The town’s only commercial business resides in the Moore Building, which perches at one end of Lake Susan and spreads its wings over Robert Lake Park below. Inside, you can buy a T-shirt at the Montreat Store, order up an ice cream cone at the Huckleberry cafe, or commandeer a rocking chair to tap into civilization via free wifi – for many residents, it’s their only wifi connection. “Downtown” Montreat is this: the convergence of the Moore Bulding, three mountain streams, a playground, and a lake.

Freedom and Fun

There is only one road into the town, and all visitors enter under enormous stone arches that Montreaters call “the gate.” Many years ago, “gate boys” let visitors and residents in and out, but though gate boys are a thing of the past, Montreaters still feel that physically passing under these arches triggers a psychological response: a sense of safety and homecoming.  “The downside to urban living is that kids and adolescents can’t have some of the freedoms they are ready for,” says Miles Engell. “But in Montreat, I can let my child roam. I know she’s somewhere within the gate. She’s having wholesome fun with life-long friends.” Twelve-year-old Alex McNeill relishes the freedom he experiences in Montreat: “I get to say, ‘Bye, Mom, see you at dinner,’ and then go mountain biking or fly-fishing.”
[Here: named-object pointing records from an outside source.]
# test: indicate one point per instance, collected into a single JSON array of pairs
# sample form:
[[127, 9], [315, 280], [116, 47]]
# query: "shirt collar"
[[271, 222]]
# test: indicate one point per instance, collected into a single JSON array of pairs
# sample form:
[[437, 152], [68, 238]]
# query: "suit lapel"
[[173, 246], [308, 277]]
High school sophomore Johnny McNeill enjoys having more downtime in Montreat than he gets in Raleigh. The mountains mean a break from homework and a chance to sleep in (It’s the “best place for napping, as well,” he points out). The McNeills own a DVD player but have no television or cable service. Though their large basement provides such delights as foosball and Ping Pong, both boys point to timeless outdoor pursuits as their preferred pastimes: hanging out with friends, going for ice cream, and playing “capture the flag” at twilight. Other favorite activities include hiking, picnicking and rock-hopping along the mountain streams. Apparently, rock-hopping is to Montreat what tailgating is to ACC football: It’s what you do when you get there. Vic Bell fondly remembers rock-hopping for “hours at a time with all my friends. It was a simpler time. You made your own fun!”
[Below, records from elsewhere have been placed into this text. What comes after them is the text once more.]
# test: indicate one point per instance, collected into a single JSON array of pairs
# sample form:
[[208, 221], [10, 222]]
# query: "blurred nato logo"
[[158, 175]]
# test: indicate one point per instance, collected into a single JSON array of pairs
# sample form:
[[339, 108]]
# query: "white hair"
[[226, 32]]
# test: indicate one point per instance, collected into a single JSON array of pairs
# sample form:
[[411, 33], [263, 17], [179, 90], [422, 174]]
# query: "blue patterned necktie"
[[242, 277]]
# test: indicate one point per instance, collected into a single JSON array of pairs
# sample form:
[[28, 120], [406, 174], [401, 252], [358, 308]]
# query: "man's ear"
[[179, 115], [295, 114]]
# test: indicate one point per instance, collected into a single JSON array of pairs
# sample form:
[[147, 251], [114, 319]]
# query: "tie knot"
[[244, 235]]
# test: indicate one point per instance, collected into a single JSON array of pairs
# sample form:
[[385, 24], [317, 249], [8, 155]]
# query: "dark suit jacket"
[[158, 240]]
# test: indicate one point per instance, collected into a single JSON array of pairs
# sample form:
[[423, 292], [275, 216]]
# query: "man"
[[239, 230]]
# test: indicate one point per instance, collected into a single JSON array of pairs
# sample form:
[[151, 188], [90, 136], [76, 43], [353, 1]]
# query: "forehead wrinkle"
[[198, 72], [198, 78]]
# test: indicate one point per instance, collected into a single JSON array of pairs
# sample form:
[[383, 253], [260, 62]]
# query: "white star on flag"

The activity around Montreat, organized and otherwise, points to a distinguishing characteristic of the town: People are hearty and active. It’s a walking, not a driving, place. “I don’t have to drive except to go to the grocery store,” says Miles Engell. And though the biology professor will be working on lesson plans for next semester, she enjoys the ritual of a daily morning hike. “I love that I can walk off the front porch and be on the trail.” Caryn echoes these sentiments: “I watch some of the older folks who live here, and they’re not just walking the trails, they’re blazing them. Seeing our neighbors has given me a taste of what active retirement might look like,” says the 47-year-old lawyer who – for the record – is not retiring any time soon.
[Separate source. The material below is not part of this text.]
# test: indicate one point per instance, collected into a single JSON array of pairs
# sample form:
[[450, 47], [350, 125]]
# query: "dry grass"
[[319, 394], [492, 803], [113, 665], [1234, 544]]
The Bells, McNeills, and Engells hasten to add that though Montreat is steeped in history and Presbyterianism, the mixture is slowly changing, and the town is becoming more diverse while still retaining its charm. “People see how good it is, and they want to be part of it,” says Miles.

She’s right, of course. As I write, my family is packing for our first overnight stay in the unheated house we bought in the fall. We’ll be first-generation Montreaters, making new memories in an old house.